The building was moved to the corner of 4th Street and Hollister Avenue where it will be rehabilitated by November, said Neal Richman, executive director of Community Corp.
"This project will help fill a dire need in Santa Monica," Richman said. "We couldn't have done it without Southmark Pacific Corp. They've been wonderful partners."
Southmark contributed $550,000 to move and rehabilitate the building.
Richman said the 10 units are important because there is only one affordable unit in Santa Monica for every eight families that need low-cost housing. A quarter of the city's 43,912 households have an incomes of less than $26,000, according to 1980 U. S. Bureau of Census data.
Under a development agreement with the city for the first two phases of the Colorado Place project, Southmark has to provide 100 units of affordable housing. The company already has built 41 units on 9th, 14th and 20th streets near Pico Boulevard.
Southmark is not obligated to provide the other 49 units until the second phase of the project is completed, said Robbie Monsma, senior vice president of the development firm.
The Santa Monica Planning Commission this month is considering plans for the second and third phases of the project.

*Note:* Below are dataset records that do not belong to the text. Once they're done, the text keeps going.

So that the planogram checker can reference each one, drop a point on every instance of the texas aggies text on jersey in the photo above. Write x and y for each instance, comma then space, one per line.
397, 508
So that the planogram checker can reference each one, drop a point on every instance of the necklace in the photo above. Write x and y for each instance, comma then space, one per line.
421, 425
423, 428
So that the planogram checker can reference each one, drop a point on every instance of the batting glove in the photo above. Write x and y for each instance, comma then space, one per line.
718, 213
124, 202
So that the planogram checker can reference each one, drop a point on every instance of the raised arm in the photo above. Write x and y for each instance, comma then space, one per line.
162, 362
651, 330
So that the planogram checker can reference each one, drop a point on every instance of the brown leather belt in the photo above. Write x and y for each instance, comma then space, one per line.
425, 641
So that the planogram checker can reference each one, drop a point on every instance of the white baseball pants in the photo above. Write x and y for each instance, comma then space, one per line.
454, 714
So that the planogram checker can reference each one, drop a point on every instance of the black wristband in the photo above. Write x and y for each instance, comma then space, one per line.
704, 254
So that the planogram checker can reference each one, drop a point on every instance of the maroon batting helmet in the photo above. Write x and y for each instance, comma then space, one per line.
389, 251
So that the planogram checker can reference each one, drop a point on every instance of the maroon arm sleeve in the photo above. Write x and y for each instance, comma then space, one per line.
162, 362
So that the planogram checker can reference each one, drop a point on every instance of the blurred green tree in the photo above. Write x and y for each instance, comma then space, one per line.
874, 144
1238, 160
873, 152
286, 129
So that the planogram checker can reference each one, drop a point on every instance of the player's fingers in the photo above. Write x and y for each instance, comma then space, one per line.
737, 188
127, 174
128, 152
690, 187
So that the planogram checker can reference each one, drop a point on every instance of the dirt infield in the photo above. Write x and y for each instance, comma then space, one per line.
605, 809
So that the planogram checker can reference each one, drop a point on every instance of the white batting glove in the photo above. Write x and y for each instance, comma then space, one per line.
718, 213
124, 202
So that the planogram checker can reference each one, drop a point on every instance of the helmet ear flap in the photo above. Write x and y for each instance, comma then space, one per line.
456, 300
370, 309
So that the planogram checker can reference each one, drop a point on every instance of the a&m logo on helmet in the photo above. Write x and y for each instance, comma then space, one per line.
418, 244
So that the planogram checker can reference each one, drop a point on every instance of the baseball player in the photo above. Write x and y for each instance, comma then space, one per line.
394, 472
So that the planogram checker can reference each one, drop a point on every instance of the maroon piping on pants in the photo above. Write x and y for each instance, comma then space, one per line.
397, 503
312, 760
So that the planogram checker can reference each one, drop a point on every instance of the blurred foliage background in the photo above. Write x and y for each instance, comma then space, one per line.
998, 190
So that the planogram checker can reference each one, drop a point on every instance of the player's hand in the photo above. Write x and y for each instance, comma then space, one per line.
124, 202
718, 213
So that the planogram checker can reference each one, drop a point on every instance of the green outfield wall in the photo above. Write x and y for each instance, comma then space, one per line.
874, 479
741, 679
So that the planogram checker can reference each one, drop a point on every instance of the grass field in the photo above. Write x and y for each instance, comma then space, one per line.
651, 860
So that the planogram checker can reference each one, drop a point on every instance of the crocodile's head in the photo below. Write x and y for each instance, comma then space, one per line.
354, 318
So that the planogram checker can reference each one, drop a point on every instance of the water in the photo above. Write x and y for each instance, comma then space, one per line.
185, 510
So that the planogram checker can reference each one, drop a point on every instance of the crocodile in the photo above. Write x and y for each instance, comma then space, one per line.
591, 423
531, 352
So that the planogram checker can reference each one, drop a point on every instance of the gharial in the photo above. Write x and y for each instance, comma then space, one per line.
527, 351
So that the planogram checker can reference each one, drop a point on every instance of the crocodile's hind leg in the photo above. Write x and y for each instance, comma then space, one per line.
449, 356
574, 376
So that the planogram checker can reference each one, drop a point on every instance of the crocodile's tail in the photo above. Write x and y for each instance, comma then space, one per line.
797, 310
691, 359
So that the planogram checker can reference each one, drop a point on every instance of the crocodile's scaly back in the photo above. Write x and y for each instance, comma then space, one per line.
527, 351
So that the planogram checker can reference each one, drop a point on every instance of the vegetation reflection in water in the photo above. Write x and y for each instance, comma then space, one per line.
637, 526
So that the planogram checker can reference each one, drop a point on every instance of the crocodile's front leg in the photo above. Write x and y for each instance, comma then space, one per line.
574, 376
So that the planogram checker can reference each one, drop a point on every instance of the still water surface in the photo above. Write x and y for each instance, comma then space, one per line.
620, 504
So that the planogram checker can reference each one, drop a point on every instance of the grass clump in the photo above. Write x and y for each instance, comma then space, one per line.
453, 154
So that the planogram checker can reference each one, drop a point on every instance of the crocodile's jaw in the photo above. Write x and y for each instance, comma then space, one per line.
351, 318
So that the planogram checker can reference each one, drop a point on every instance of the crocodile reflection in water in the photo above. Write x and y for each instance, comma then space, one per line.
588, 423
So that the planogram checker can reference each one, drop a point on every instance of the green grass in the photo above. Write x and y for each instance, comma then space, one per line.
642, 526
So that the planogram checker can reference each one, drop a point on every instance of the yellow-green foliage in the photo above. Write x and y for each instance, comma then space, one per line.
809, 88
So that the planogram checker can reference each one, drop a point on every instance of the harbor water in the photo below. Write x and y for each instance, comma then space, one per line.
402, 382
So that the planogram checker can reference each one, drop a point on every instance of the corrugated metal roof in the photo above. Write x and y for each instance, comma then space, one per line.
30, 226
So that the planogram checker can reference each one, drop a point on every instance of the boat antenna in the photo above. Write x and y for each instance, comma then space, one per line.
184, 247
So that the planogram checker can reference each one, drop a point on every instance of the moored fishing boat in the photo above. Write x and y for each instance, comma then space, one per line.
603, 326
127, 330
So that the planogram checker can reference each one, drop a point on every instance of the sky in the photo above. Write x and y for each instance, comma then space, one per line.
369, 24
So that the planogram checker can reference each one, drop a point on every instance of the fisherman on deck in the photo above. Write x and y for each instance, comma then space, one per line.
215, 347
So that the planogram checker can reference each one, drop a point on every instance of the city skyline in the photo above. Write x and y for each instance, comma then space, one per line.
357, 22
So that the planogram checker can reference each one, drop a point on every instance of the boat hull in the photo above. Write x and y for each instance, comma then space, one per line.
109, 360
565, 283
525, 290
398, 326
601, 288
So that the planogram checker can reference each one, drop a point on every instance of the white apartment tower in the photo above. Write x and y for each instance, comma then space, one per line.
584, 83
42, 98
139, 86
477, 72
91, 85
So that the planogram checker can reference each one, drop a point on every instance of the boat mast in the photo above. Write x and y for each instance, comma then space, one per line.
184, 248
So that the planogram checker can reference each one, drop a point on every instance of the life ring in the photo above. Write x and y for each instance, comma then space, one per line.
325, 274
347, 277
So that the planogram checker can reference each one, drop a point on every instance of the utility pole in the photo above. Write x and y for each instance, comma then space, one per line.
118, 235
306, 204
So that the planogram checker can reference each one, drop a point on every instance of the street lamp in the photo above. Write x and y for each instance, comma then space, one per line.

Originally owned by Becket Investment Corp., Colorado Place at first consisted of a two-phase development of a single 15-acre site bounded by Colorado Avenue, Cloverfield Boulevard, Broadway and 26th Street.
The first phase of the project, completed in 1983, includes three office buildings and a restaurant plaza on the south half of the site facing Colorado Avenue.
The Santa Monica Planning Commission is now considering revisions to the second phase, which originally called for two office buildings, two nine-story hotel towers and a 3.5-acre park.
Sought to Alter Plan
The two office buildings are under construction at Cloverfield and Broadway, but after acquiring the project in 1985, Southmark sought to alter Becket's plan for the two nine-story hotels, saying that such development would not be economically feasible.
Southmark instead proposed a 13- to 15-story hotel facing Broadway.
When Mid-City Neighbors, a residents group, and the City Council objected because of potential traffic and parking problems, Southmark filed suit in Santa Monica Superior Court in January, 1986, claiming that the city was illegally blocking its plans.
The lawsuit was settled in May after months of negotiations. The compromise plan involves a newly leased 13-acre site, called Phase III, bounded by Colorado, Cloverfield, Olympic and 20th Street.
A 9-story hotel would be located on the 13-acre site, and where the hotel would have been on Broadway, Southmark plans a 5-story office building. The 3.5-acre park would remain at Broadway and 26th Street as originally planned.
Paul Rosenstein, president of Mid-City Neighbors, said his organization supports the relocation of the hotel.
Speaking at a public hearing before the Planning Commission on Monday, Rosenstein and other neighborhood residents said they have reservations about a subterranean movie theater complex that Southmark intends to build underneath one of the office buildings as part of the second phase of the project. The complex would contain eight theaters with 2,500 seats, Monsma said. Free parking would be provided.